後日調べたところによると、この貞意という占い師は、その後上方へ居所を移したらしい。

「その年の四月頃、東叡山の麓に遊びに行って黒門前という五条天神の辺りをぶらぶらしていると、丸薬を並べて売っていた五十歳前後の髭の長い、伸ばし放題の髪を適当に結った旅姿の老人が、敷物の上に並べていた品物ばかりか、小さなつづら、敷物まで何もかも口の幅四位の小さな壷に納めているところを見かけた。とうとう自分まで壷の中に入ろうとする様子だった。

どうやって入るんだろうと見ていると、片足が入ったかと思うと、あっというまに全身が吸い込まれてしまい、壷は空に飛び上がり、そのままどこかへ飛んでいって見えなくなった。大変驚いて、後でまたその場所に行って夕暮れまで見ていると、また同じようにして飛んでいってしまった。また、その場所へ行ってみると老人が声をかけてきた。

『お前もこの中に入れ。面白いものを見せてやろう』

薄気味悪くなったので断ったところ、近所の物売りから買ったお菓子をくれて『お前は卜筮を習いたいのだろう。知りたければ、この壷に入ってわしと一緒に来い。教えてやろう』と、なおも勧める。

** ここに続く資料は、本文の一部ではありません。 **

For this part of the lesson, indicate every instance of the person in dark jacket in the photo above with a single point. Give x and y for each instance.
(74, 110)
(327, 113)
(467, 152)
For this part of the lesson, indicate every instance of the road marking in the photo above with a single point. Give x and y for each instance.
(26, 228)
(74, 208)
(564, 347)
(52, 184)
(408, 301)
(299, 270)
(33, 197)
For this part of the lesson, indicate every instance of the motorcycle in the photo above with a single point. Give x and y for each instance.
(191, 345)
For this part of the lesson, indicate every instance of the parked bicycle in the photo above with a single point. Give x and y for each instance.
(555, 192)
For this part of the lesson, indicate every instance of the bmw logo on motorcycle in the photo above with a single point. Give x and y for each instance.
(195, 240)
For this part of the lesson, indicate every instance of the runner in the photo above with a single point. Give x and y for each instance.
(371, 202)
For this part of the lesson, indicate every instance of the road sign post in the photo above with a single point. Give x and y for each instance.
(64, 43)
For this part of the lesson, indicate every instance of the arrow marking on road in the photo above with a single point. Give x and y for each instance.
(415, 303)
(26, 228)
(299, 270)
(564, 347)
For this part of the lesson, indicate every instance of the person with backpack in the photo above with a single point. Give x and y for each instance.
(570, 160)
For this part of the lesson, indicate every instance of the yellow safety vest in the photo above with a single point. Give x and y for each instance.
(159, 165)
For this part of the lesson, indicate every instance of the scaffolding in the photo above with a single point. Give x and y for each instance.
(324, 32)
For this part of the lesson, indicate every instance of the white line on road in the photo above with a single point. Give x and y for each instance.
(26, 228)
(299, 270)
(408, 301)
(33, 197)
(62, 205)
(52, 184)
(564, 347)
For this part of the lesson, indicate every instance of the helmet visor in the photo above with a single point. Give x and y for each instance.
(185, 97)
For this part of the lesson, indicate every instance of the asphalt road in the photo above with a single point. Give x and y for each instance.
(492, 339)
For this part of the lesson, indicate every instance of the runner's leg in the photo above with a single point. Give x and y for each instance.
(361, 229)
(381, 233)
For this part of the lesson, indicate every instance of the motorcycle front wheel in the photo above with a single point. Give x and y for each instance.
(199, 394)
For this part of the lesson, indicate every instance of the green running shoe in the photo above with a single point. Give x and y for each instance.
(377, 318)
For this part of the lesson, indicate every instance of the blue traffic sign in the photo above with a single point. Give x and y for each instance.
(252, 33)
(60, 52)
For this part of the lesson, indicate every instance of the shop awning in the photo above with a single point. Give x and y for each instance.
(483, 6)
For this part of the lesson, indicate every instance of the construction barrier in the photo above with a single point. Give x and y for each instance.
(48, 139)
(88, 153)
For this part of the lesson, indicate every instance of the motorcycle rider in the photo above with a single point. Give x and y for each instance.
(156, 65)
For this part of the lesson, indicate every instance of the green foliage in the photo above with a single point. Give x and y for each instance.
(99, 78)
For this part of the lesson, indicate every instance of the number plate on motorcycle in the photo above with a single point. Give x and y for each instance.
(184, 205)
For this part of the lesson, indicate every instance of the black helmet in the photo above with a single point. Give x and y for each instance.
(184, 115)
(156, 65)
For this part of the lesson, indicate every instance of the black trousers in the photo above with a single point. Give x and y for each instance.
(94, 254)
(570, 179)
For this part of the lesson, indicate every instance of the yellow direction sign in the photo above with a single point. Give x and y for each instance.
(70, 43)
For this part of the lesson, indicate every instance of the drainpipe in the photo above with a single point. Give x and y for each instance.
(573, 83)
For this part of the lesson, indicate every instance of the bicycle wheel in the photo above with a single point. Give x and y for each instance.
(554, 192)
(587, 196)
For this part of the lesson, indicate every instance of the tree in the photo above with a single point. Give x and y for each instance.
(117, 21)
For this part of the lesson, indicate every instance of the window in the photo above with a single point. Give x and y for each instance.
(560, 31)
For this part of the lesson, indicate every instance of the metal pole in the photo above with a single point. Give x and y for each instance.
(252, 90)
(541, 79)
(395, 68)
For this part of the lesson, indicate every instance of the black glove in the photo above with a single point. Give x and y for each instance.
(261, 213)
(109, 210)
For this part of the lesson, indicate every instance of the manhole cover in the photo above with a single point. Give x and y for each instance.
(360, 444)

どうしても卜筮を習いたい気持ちは変わらなかったので、行ってみようかなという気持ちが頭をもたげたように思うと、いつのまにか壷の中に入ってしまったようだった。気がつくと、まだ日も暮れないのに、とある山の頂上に立っていた。常陸国の南台丈という山だった」

この山は、加波山と吾国山の間にあり、獅子ガ鼻岩という岩が突き出ていることで知られる。天狗の行場だと言われている。

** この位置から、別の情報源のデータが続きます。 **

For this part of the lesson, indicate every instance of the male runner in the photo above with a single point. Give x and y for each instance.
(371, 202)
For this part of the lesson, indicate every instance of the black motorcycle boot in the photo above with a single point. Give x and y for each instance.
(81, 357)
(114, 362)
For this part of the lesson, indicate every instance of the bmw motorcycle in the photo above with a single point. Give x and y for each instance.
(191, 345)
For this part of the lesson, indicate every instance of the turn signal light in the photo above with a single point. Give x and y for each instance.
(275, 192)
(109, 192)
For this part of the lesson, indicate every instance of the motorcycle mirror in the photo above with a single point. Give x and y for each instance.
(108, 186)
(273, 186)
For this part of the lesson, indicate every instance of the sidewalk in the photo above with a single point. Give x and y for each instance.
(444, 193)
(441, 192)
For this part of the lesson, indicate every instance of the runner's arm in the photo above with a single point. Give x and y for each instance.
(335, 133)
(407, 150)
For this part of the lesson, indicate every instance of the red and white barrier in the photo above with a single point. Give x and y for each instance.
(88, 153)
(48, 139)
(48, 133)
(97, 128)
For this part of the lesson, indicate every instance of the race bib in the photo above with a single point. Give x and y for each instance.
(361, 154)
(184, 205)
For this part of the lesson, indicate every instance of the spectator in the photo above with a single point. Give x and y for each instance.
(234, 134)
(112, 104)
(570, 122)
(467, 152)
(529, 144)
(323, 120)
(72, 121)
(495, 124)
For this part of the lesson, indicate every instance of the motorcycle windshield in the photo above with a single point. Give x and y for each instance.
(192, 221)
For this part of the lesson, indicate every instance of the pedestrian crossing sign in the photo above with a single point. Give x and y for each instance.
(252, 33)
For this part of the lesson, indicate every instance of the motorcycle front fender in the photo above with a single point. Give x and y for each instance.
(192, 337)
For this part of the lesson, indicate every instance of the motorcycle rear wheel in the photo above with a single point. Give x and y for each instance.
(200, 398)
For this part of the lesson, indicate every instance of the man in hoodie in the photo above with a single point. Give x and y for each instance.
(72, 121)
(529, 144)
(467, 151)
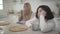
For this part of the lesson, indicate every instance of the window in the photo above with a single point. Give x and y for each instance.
(1, 4)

「なにしろ幼い頃のことだったから、夜になるとしきりに両親を恋しがってわんわんと泣いた。老人は困って『仕方がない、家まで送ってやろう。人には内緒で毎日五条天神まで来い。送り迎えして卜筮を教えてやろうに』と、よく言い含めて俺を背負った。

目を閉じるように言われたのでそのようにすると、耳に風があたり、ざわざわと鳴ってなんだか空を飛んでいるようだった。そうこうしているうちに気がつくと家の前に立っていた。ここでも老人は『いいか、絶対に人に話してはならんぞ。話すとただではすまんのだからな』と、念を押して姿を消した。